Get an overview of the credit score monitoring market, its role in helping individuals track their credit health, and the benefits of regular CIBIL score monitoring.

The advancements in the financial landscape in India, in turn, promotes the need for superior credit score monitoring services. According to Experian’s latest Credit Insights report, as the demand for credit expands by 21% year-on-year basis to ₹121 Lakh Crore as of March, 2025, the importance of a healthy credit background emerges more strongly. Individuals with a good credit score are likely to be eligible for more credit as compared to individuals with a low credit score. 

One can easily track their credit scores by utilising credit monitoring services that assist with credit score tracking, understanding, and improvising.

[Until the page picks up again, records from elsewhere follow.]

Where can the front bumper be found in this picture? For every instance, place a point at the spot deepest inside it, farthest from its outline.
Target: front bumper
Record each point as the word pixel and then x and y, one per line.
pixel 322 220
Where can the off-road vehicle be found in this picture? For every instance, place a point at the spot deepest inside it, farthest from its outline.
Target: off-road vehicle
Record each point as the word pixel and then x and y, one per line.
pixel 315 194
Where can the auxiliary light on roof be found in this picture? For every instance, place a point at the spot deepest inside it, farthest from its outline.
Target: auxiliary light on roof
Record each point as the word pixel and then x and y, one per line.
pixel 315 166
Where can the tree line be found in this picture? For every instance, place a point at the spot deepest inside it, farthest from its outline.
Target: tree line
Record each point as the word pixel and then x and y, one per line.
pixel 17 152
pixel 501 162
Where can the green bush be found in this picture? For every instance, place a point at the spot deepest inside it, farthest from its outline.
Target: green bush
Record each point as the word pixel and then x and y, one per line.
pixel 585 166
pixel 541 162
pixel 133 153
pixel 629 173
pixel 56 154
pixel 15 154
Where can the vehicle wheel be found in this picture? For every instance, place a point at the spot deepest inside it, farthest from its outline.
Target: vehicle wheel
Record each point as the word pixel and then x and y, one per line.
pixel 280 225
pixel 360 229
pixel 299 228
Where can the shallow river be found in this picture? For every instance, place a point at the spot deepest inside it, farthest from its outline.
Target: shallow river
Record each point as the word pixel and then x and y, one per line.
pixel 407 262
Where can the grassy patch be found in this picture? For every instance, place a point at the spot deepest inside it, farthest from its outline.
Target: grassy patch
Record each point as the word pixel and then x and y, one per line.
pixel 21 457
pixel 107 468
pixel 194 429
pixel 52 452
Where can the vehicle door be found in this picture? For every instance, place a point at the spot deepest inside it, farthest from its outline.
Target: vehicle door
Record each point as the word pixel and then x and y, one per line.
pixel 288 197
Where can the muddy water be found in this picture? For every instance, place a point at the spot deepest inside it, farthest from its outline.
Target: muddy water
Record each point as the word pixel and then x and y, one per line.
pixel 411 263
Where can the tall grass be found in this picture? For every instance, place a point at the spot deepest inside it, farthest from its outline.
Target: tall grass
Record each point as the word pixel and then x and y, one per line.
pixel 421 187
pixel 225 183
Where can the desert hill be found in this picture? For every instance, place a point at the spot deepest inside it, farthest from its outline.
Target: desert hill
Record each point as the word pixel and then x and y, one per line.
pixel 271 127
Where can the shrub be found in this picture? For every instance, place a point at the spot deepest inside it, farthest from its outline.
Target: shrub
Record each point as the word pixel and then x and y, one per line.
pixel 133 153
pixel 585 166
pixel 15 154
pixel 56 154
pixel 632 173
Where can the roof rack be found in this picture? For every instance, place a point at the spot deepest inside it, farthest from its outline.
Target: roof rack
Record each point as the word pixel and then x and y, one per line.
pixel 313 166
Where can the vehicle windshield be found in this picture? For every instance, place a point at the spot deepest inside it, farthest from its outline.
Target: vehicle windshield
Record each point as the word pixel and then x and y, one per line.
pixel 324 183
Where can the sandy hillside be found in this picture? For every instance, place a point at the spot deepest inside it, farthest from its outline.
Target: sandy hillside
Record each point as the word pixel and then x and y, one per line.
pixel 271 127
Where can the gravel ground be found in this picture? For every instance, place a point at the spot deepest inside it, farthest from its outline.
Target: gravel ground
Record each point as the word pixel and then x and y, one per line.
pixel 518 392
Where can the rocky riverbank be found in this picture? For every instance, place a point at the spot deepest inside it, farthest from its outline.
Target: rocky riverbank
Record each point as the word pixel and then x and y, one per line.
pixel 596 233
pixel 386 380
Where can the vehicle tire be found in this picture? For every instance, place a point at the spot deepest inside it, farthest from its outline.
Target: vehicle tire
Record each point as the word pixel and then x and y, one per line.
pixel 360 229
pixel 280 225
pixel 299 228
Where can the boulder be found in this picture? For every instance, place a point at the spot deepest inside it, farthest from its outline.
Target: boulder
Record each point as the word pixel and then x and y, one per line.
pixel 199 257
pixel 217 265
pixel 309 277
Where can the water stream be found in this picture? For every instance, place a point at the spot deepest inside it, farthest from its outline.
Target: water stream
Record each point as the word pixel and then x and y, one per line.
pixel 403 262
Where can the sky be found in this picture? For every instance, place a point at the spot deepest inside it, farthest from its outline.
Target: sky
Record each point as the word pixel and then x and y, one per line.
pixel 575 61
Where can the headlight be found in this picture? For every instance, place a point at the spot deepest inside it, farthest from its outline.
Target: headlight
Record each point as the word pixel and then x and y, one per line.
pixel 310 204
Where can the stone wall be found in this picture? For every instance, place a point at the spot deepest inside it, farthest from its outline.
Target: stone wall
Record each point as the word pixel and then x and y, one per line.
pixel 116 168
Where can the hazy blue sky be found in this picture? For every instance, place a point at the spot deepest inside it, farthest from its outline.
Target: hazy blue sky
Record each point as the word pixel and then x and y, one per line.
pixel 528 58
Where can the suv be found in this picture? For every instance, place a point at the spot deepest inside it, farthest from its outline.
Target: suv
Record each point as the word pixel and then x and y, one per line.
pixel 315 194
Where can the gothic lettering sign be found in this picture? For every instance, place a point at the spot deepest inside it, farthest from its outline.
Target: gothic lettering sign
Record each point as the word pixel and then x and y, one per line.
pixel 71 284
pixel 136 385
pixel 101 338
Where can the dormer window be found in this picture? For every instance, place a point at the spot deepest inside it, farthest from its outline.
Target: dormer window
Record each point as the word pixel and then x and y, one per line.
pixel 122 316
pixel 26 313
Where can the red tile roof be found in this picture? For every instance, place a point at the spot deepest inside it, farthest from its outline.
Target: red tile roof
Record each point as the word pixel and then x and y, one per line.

The credit score monitoring service industry is experiencing a steady boost. It is compelling to understand the industry’s market size, growth factors, and trends in 2025-2029.  

Overview

The credit score market boasts the following trends and growth opportunities:

  • As of March 2024, approximately 119 million Indians actively tracked their CIBIL scores, leading to a 51% year-on-year growth, according to a report by TransUnion CIBIL.​

  • This surge in credit score monitoring is majorly charged by millennials and Gen Z, who constitute 77% of the self-monitoring population.​

  • Non-metro regions saw a significant surge of 57% in self-checks of credit score, compared to 33% in metro areas, indicating expanding financial awareness beyond urban centers.​

  • As of December, 2024, females have also shown a 42% growth in credit monitoring, rising to 27 million women monitoring their credit score. 

  • With increased monitoring, the individuals’ credit health is improving. 46% of consumers improved their CIBIL score within six months of checking, enhancing their borrowing chances.​

Key Drivers of Market Growth

CIBIL studies show that 38% of people confirmed that the primary reason for individuals to monitor their credit score is to improve it. This behavioral shift, combined with digital transformation and regulatory focus, is driving strong market growth. Other such factors include: 

  • Digital Financial Inclusion: Government initiatives and private sector innovation have significantly increased access to banking services, creating a rising customer base for credit monitoring.

  • Regulatory Push: The Reserve Bank of India (RBI) mandates credit bureaus to update reports every 15 days, improving information accuracy and motivating consumers to stay vigilant about credit health.​

  • Rising Awareness: More Indians are aware today than ever before that credit scores directly impact loan approvals and interest rates, leading to increased subscription to monitoring services.

  • Fintech Expansion: Apps and platforms providing credit score tracking as part of their financial management suites are gaining popularity, especially among youth and first-time borrowers.

  • AI and Analytics: Enhanced algorithms provide predictive credit risk analytics and fraud alerts, improving the user experience and market appeal.

Market Segmentation

Market segmentation reveals how user behavior, service preferences, and regional growth are defining the next phase of credit monitoring expansion.

  • Personal vs. Family Applications: While personal credit monitoring dominates, services for family monitoring and joint financial health management are emerging trends.

  • Periodic vs. On-Demand Tracking: Traditional monthly or quarterly updates remain popular, but on-demand alerts response to credit changes and fraud attempts are rapidly growing segments.

  • By Geography: Urban and metropolitan areas drive most subscriber growth, with tier 2 and tier 3 cities showing significant uptake as digitisation spreads.

Challenges in the Indian Market

Some of the challenges concerning the credit monitoring service market in India are:

  • Rural Penetration: Limited internet access and credit awareness in rural regions restrict market penetration.

  • Complexity of Credit Reports: Despite improvements, many users find credit reports difficult to interpret, hindering engagement.

  • Regulatory Compliance: Adapting to evolving data protection norms requires ongoing investment from service providers.

Future Outlook and Opportunities

India’s credit score monitoring market is primed for sustained expansion, fueled by the ongoing rise of digital finance and expanding borrower base. Opportunities lie in leveraging AI for personalised credit insights, expanding services to underserved rural markets, and integrating credit monitoring into comprehensive financial health solutions. Service providers investing in education, user-friendly platforms, and data security are expected to dominate the growing market.

Conclusion

Rising awareness and boost in technology has helped shape the credit score monitoring service market in India. Supportive factors include enhanced regulatory support and improving consumer demand. Due to these factors, the market is expected to grow at a noteworthy scale. As more and more people begin regularly monitoring their credit scores, the credit score monitoring market is expected to reach new peaks.